Сцена концертного зала в Люцерне невелика, и из-за отсутствия кулис о полноценной постановке «Фиделио» речь идти не могла, но о полусценической (это уже термин для программки) -- вполне. Татьяна Гюрбача и Штефан Хейне -- постановочный дуэт из Берлина (с ними еще работал световик Райнхард Трауб) -- выстроили на сцене нечто похожее на декорацию одного из знаменитых берлинских мемориалов: что-то в этом было и от шедевра Либескинда -- еврейского кладбища, раскинувшегося в своей бетонной грации за Бранденбургскими воротами, и от мемориала павшим у Берлинской стены. Импровизированная авансцена была заставлена свечами, а просцениум завален шинелями -- безвестные герои сбросили их и ринулись в бой, и больше о них ничего не известно. С другой стороны, у героев есть родственники -- жены и дети, которые верят, надеются и любят. Первое -- это мир Флорестана и других борцов за свободу, второе -- мир Фиделио-Леоноры. А над колосниками на ярусах висит бумажный белый глобус, там живем мы с вами. Все просто и ясно: создана атмосфера. Дальше -- свободные музыка и вокал. Состав певцов звездный: Йонас Кауфман пел Флорестана, Нина Стемме -- Леонору, Петер Маттеи -- премьер-министра Дона Фернандо, Фальк Штрукман -- начальника тюрьмы Дона Пизарро. Особенно привлекательна была шведка Стемме, которая выдвинулась сейчас вперед не только как одна из лучших сопрано скандинавского блока, но и как интереснейшая Брунгильда и Изольда.
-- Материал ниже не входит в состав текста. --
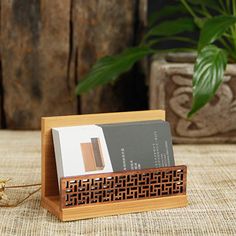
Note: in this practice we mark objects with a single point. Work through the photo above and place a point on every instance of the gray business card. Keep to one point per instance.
(139, 145)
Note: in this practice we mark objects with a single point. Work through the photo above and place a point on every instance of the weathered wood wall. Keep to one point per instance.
(47, 46)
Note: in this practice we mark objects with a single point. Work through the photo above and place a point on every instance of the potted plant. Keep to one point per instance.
(216, 22)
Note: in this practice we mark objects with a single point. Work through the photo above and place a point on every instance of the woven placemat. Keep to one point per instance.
(211, 192)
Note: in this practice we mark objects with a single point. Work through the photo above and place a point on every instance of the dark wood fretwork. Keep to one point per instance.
(123, 186)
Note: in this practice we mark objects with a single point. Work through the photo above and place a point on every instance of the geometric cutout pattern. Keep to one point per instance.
(123, 186)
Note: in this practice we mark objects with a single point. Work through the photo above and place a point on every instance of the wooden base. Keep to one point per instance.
(50, 198)
(107, 209)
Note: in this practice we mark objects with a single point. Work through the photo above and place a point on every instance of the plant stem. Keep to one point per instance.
(189, 8)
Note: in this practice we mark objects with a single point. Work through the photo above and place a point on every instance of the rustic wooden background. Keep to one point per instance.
(48, 45)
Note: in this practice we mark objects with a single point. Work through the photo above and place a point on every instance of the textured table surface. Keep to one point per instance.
(211, 193)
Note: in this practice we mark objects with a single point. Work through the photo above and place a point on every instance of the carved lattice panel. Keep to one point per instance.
(122, 186)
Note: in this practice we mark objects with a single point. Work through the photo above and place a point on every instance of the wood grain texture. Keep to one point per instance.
(101, 28)
(49, 174)
(35, 53)
(50, 196)
(125, 207)
(1, 87)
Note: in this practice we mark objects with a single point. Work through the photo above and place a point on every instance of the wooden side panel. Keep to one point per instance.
(35, 53)
(49, 175)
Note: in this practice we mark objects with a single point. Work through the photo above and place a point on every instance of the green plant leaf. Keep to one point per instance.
(172, 27)
(166, 11)
(109, 68)
(208, 75)
(214, 28)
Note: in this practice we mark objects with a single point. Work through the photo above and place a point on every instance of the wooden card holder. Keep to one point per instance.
(106, 194)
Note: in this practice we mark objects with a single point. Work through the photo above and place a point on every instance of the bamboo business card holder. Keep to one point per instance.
(95, 195)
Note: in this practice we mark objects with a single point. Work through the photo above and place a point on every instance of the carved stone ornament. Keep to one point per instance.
(171, 89)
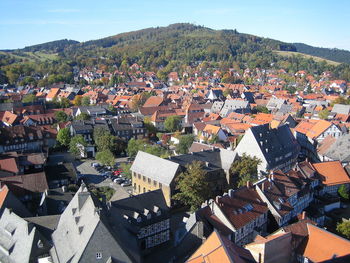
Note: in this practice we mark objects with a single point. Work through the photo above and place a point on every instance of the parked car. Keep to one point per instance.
(117, 172)
(126, 183)
(95, 164)
(119, 180)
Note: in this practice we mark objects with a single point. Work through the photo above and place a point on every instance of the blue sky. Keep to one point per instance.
(320, 23)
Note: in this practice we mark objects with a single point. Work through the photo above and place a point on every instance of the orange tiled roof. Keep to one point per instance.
(212, 129)
(9, 117)
(3, 193)
(153, 101)
(9, 165)
(53, 93)
(217, 248)
(317, 129)
(332, 173)
(323, 245)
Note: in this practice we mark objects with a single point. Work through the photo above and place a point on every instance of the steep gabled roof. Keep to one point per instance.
(155, 168)
(322, 245)
(218, 248)
(332, 173)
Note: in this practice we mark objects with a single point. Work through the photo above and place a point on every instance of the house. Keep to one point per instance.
(27, 185)
(335, 149)
(341, 109)
(20, 241)
(211, 131)
(84, 234)
(10, 201)
(128, 127)
(323, 246)
(217, 248)
(153, 101)
(92, 111)
(273, 248)
(147, 218)
(242, 212)
(275, 104)
(276, 148)
(53, 93)
(332, 175)
(150, 172)
(310, 243)
(10, 119)
(21, 138)
(239, 106)
(216, 107)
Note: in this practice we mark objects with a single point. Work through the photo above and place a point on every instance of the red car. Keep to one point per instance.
(117, 172)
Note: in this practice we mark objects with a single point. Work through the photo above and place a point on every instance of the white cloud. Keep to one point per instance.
(64, 11)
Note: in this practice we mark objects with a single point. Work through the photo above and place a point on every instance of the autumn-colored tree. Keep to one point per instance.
(192, 186)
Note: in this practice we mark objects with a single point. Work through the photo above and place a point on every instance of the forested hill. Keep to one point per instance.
(154, 47)
(50, 47)
(338, 55)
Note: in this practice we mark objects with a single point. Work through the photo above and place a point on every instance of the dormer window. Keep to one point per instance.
(98, 255)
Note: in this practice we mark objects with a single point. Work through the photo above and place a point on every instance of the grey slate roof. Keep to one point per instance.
(217, 157)
(275, 103)
(340, 150)
(19, 240)
(234, 105)
(276, 143)
(82, 232)
(154, 167)
(217, 106)
(341, 109)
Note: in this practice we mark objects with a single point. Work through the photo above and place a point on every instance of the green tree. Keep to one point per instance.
(149, 126)
(83, 117)
(64, 102)
(343, 192)
(184, 144)
(105, 157)
(125, 167)
(323, 114)
(77, 145)
(85, 101)
(244, 169)
(226, 92)
(192, 186)
(63, 137)
(343, 228)
(78, 100)
(61, 116)
(172, 123)
(134, 146)
(262, 109)
(30, 98)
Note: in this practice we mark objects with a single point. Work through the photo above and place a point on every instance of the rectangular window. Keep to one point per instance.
(98, 255)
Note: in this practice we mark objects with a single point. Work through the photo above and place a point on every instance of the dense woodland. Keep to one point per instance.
(163, 50)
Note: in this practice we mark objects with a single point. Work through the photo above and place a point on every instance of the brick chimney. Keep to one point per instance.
(249, 184)
(303, 215)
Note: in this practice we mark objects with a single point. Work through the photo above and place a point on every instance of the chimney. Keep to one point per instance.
(303, 215)
(249, 184)
(231, 192)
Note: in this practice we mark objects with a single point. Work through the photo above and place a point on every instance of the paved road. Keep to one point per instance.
(92, 176)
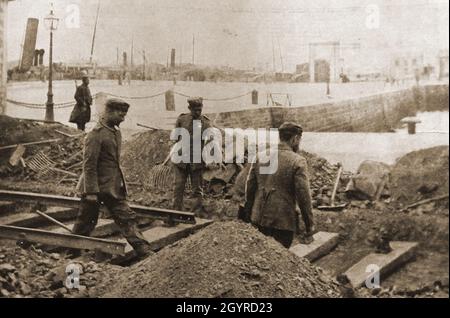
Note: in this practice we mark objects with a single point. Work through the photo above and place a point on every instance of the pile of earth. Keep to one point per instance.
(34, 273)
(420, 175)
(150, 148)
(65, 153)
(226, 259)
(144, 151)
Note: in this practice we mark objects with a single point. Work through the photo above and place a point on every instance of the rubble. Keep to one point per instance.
(369, 181)
(226, 259)
(409, 184)
(34, 273)
(65, 152)
(322, 176)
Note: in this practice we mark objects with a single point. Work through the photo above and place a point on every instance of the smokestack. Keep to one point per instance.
(172, 58)
(125, 59)
(29, 45)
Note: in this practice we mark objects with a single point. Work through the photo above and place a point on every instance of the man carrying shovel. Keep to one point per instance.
(191, 169)
(102, 180)
(270, 199)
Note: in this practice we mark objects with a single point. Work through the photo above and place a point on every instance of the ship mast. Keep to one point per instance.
(95, 31)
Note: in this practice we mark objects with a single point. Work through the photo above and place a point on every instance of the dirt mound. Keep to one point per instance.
(227, 259)
(144, 151)
(420, 175)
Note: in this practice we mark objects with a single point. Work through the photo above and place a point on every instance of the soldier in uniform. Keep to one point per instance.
(103, 181)
(191, 169)
(81, 113)
(270, 199)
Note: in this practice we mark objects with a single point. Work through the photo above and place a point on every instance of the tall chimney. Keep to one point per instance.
(29, 44)
(172, 58)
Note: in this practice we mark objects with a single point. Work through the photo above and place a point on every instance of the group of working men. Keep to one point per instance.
(274, 203)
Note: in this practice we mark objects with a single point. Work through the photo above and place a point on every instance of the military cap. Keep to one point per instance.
(290, 128)
(195, 101)
(117, 104)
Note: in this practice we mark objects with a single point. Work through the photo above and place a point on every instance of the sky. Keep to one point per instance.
(271, 34)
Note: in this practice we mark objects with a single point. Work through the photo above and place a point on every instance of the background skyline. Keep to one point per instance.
(242, 34)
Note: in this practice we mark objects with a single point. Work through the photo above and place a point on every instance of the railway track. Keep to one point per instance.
(20, 222)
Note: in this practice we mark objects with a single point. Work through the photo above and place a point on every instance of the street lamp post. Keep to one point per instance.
(51, 22)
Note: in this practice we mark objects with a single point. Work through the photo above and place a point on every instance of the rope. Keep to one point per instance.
(216, 99)
(136, 97)
(72, 104)
(40, 106)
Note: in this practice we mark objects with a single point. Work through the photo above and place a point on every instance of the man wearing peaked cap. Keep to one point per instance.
(117, 104)
(270, 199)
(183, 170)
(81, 113)
(103, 181)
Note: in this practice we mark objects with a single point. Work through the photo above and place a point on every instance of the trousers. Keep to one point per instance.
(284, 237)
(123, 216)
(181, 175)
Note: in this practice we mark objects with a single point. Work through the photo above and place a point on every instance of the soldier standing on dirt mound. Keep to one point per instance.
(191, 169)
(102, 180)
(81, 113)
(270, 199)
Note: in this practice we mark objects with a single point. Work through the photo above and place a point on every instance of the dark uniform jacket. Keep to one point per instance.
(102, 173)
(186, 121)
(271, 198)
(82, 110)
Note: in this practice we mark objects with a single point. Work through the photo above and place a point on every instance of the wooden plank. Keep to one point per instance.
(7, 207)
(71, 202)
(323, 243)
(161, 236)
(104, 228)
(35, 220)
(62, 240)
(401, 253)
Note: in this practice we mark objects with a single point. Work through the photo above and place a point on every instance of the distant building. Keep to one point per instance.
(443, 64)
(321, 72)
(3, 59)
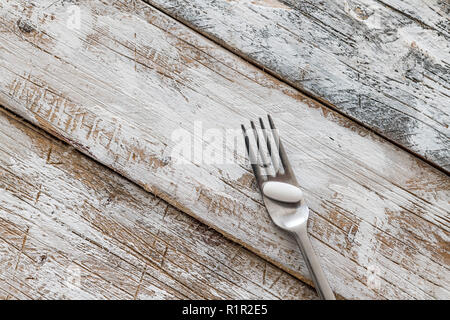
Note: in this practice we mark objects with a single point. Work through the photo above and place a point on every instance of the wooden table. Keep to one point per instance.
(93, 203)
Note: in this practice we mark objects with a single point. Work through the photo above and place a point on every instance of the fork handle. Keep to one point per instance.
(320, 281)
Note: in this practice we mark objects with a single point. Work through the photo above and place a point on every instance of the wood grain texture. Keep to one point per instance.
(383, 63)
(119, 87)
(64, 217)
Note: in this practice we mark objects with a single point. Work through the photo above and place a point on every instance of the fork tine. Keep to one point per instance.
(265, 162)
(282, 152)
(275, 160)
(253, 160)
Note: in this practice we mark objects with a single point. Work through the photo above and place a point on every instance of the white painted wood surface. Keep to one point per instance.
(384, 63)
(119, 87)
(73, 229)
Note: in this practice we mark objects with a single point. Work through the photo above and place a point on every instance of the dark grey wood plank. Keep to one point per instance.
(384, 65)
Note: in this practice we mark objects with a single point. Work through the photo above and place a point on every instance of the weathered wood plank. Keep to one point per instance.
(119, 87)
(383, 63)
(71, 228)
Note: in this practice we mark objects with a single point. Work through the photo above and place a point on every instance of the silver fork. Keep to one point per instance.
(292, 217)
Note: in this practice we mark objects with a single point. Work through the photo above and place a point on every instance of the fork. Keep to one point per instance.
(292, 217)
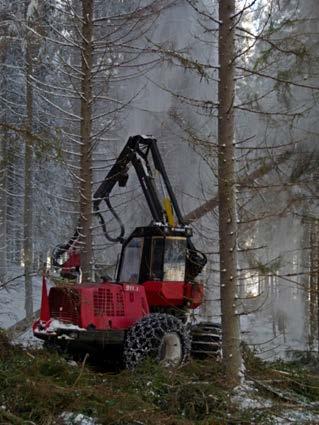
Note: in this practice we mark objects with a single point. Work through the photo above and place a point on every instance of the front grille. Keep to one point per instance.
(65, 305)
(108, 303)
Ее можно назвать креатурой Франца Вельзер-Места, нового музыкального руководителя Венской оперы. Однако главное внимание было приковано к Аббадо и ведомым им двум оркестрам -- Люцернскому фестивальному и Камерному имени Густава Малера.
Аббадо дирижировал не просто музыку Бетховена, он рассказывал историю живых людей, проживая в каждой ноте их чувства и чаяния. В отличие от Николауса Арнонкура, который записал не один диск с «Фиделио» и считается лучшим знатоком партитуры, миланский маэстро как бы снижает градус -- лишает музыку бессюжетной торжественности. Интимная радость финального момента, когда все положительные герои воссоединяются и находят то, что они искали, возведена Аббадо в абсолют. Маэстро высветил все лирические линии, слабенько прорисованные Бетховеном под жирными героическими. Мысли о всеобщем ликовании, о победе светлого над темным в таком более вселенском ключе пришли только в конце, когда все участники громыхнули знаменитое O, Gott, O ein welch Augenblick! («О, Бог, что за мгновение!») И Эрос во всем своем многоликом величии пронесся над Фирвальдштетским озером. Овация длилась бесконечно. Глядя на худенького, ангельски прозрачного Аббадо, о физической слабости которого никогда не догадаешься, когда он стоит (не сидит) за пультом, остается только горько пожалеть, что остались в мире партитуры, которые этот великий человек уже не успеет осмыслить.